SINGAPORE (Reuters) - A Singapore opposition party said on Thursday it was prepared to legally challenge a government order to attach correction notices to its online posts, accusing the government of using a new fake news law to stymie political debate.
This would be the first time such a case could head to court since the law came into effect in October.
The Singapore Democratic Party, which has no current representation in parliament, was told last month to issue the notices on an article on its website and related Facebook posts that discussed white-collar jobs in the city-state.
The law requires recipients of correction orders to comply even if they intend to appeal.

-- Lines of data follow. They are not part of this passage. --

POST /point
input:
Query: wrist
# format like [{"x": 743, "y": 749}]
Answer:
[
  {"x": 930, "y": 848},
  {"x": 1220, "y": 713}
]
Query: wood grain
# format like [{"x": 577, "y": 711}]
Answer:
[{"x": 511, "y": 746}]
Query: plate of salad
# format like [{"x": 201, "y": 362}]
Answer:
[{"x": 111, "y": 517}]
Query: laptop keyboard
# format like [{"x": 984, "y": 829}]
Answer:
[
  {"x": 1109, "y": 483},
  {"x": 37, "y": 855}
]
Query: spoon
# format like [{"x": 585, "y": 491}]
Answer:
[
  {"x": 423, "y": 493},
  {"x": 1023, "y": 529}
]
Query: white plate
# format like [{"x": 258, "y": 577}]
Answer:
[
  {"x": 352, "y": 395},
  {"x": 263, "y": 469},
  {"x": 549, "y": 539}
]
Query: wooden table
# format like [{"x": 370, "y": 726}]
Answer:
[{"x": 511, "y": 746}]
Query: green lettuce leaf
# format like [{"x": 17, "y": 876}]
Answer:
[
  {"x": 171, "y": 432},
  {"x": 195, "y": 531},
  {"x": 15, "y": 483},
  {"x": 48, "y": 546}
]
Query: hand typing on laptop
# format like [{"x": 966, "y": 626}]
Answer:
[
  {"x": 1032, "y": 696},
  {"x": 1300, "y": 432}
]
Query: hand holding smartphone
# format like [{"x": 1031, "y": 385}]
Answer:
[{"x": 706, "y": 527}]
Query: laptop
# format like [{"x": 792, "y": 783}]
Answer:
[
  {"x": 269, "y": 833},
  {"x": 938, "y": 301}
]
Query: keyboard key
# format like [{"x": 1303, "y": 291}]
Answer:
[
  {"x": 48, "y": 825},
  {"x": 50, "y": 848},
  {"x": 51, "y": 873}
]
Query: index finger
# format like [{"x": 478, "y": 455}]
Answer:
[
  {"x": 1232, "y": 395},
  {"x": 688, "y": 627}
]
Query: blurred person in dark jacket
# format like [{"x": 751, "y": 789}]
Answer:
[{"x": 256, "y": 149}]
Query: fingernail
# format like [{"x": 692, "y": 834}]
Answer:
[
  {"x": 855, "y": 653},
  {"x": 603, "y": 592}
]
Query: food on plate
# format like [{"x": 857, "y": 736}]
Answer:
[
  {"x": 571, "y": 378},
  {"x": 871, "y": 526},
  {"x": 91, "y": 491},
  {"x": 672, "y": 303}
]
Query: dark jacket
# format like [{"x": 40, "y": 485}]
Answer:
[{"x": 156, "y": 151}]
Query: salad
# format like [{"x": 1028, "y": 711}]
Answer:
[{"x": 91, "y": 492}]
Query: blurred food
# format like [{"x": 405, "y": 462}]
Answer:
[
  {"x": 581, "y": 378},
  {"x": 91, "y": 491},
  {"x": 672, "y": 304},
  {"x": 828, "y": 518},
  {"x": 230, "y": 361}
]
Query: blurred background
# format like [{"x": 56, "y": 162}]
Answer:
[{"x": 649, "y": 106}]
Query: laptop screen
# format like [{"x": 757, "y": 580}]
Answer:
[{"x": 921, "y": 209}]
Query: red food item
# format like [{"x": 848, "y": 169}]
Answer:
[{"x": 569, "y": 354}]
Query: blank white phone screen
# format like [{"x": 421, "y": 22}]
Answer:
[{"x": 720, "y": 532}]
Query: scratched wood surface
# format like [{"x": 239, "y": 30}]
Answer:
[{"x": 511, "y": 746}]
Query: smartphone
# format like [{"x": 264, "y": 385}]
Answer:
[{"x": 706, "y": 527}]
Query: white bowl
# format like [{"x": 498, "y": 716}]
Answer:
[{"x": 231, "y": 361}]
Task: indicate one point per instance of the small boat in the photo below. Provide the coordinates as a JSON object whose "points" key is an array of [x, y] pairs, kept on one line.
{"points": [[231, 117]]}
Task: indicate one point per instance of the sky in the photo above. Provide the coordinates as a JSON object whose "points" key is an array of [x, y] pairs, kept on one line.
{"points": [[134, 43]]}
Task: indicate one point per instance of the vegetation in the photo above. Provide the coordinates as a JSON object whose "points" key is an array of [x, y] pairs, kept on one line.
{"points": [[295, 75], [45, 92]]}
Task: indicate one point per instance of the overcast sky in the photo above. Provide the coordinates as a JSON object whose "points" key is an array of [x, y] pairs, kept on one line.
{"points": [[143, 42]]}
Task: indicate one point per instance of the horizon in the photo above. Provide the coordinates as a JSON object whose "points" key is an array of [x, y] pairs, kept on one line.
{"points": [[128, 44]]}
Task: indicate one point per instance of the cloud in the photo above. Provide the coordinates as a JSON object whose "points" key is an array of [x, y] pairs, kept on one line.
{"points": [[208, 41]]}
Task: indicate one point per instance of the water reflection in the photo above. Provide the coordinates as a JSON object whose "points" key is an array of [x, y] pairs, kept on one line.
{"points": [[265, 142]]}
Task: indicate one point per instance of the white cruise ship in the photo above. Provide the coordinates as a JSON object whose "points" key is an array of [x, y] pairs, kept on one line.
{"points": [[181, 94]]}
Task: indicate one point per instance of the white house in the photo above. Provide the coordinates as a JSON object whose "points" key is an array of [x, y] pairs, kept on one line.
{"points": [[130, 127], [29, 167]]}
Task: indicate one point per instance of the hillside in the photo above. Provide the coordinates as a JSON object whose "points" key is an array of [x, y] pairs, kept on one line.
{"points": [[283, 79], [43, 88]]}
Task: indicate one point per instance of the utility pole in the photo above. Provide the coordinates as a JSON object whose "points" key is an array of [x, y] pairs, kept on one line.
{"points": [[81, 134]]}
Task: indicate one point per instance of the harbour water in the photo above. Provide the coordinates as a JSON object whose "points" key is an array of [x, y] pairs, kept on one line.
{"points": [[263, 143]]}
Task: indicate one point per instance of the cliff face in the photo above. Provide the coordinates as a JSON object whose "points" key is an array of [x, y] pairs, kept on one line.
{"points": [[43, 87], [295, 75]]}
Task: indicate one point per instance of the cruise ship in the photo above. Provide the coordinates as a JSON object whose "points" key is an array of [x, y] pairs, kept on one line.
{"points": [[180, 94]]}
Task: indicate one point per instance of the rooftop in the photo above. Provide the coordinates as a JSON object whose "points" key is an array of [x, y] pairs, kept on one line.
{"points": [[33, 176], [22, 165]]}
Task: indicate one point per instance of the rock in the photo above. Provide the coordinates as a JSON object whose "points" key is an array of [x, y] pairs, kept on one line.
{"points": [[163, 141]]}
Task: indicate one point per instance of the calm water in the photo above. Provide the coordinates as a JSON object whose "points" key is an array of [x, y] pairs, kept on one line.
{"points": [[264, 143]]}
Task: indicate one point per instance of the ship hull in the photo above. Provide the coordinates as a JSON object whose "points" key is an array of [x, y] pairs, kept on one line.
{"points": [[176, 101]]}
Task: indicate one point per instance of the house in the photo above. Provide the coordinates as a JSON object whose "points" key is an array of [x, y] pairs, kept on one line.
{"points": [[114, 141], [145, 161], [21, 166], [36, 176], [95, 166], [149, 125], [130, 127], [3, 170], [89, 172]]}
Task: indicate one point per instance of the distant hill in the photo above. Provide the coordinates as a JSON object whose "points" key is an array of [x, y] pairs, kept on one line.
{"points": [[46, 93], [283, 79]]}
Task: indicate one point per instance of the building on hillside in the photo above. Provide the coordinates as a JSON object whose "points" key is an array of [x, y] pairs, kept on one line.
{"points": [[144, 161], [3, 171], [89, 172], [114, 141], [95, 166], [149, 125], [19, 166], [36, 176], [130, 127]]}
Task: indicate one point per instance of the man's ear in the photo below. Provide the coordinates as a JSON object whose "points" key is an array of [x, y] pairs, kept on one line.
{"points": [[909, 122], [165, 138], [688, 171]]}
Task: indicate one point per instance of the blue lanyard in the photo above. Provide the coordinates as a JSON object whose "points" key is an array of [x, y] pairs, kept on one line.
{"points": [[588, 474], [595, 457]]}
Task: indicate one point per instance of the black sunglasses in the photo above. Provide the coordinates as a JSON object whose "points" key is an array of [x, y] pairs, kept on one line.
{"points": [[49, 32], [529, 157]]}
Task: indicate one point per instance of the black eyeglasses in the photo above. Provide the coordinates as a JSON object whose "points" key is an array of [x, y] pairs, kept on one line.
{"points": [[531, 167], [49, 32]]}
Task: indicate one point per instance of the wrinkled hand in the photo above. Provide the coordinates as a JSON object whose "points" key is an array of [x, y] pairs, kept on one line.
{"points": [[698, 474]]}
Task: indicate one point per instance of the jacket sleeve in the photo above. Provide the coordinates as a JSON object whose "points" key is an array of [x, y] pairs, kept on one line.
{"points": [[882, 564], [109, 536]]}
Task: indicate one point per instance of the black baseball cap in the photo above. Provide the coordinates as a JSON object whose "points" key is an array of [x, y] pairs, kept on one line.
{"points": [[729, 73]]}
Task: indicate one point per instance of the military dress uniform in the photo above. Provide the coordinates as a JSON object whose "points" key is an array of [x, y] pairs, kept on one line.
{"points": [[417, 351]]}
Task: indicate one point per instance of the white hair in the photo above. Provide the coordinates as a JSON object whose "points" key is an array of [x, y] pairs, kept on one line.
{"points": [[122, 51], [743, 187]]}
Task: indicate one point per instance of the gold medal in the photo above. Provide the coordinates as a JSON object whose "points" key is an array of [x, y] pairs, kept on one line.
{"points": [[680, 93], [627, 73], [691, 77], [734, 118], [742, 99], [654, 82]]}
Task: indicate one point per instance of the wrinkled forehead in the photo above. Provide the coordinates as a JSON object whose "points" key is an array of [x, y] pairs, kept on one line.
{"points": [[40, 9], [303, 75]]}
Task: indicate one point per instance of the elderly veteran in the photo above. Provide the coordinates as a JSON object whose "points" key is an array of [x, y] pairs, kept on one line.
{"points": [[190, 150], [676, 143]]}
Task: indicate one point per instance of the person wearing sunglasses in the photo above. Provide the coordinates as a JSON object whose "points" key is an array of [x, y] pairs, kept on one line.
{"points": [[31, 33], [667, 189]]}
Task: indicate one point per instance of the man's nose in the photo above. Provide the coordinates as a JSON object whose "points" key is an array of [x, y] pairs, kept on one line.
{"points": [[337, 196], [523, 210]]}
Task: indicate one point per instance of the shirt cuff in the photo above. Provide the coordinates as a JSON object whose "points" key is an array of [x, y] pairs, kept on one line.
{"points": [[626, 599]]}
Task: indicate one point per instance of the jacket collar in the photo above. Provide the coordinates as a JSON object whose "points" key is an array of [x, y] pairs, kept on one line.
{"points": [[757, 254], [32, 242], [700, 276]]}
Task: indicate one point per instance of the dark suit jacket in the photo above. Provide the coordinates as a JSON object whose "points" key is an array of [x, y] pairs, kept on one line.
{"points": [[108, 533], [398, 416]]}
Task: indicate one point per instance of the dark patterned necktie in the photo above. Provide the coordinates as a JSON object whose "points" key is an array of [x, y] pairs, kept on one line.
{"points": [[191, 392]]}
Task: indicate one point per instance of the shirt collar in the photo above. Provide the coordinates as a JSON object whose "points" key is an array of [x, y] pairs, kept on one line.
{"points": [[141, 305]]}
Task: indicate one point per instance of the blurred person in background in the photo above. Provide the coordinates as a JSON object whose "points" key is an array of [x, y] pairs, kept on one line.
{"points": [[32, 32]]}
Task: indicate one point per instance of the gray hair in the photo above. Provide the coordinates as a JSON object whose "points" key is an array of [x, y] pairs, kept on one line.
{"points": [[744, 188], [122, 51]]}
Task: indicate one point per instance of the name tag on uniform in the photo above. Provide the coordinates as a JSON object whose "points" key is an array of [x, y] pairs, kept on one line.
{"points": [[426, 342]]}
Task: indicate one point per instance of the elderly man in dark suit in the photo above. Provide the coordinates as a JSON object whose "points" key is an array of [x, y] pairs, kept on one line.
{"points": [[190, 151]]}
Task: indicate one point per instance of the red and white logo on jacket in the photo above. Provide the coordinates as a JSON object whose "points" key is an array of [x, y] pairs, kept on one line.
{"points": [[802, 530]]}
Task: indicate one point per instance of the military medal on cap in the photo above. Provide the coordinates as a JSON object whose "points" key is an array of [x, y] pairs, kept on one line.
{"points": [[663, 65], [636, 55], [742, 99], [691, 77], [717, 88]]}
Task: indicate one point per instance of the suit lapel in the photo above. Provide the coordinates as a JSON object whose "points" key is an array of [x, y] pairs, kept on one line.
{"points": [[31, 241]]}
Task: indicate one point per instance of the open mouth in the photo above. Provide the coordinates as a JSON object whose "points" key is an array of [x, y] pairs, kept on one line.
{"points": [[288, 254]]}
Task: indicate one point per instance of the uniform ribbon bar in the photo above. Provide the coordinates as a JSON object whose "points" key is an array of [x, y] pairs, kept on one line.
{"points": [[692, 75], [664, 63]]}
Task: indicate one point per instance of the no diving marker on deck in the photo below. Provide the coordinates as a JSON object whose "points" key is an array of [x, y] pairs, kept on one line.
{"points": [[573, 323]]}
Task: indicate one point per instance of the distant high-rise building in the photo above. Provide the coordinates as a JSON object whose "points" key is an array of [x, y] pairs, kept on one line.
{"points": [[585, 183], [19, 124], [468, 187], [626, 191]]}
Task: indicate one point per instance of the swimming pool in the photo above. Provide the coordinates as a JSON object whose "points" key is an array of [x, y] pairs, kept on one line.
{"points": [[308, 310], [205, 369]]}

The SDP attached the notices, but said on Thursday it stood by its content and asked for the correction notices to be retracted by the manpower ministry.
“We call on the Minister to not only retract the Correction Directions but also issue an immediate, unambiguous and public apology to the SDP... failing which we will be obliged to pursue the matter in a court of law,” the party said in a statement on its website.
The manpower ministry said it had not received any application from the SDP to vary or cancel the correction direction, adding that there is a process under the law for them to do so if they wish.
“The facts remain that SDP published specific falsehoods,” a ministry spokesperson said in an emailed statement.
Surayah Akbar, an SDP spokeswoman, said the party planned to make an official application to cancel the correction direction shortly.
The law empowers ministers to ask online media platforms and users to carry corrections or remove content the government deems false and harmful to the public interest.
Rights groups fear the law may curb free speech, and opposition politicians say it could give the government too much power as elections loom.
Singaporean diplomats have recently defended the law in letters sent to global media outlets like the South China Morning Post and Britain’s The Economist, saying the correction directions do not restrict debate.
The SDP accused the manpower ministry of using the law for “political-partisan purposes to stymie legitimate criticism”.
The law has been used four times since it came into effect - with figures linked to other opposition parties also told their online posts must carry a banner stating they contain false information.
Singapore must hold its next general elections by early 2021, but the government is widely expected to call for a vote in the next few months.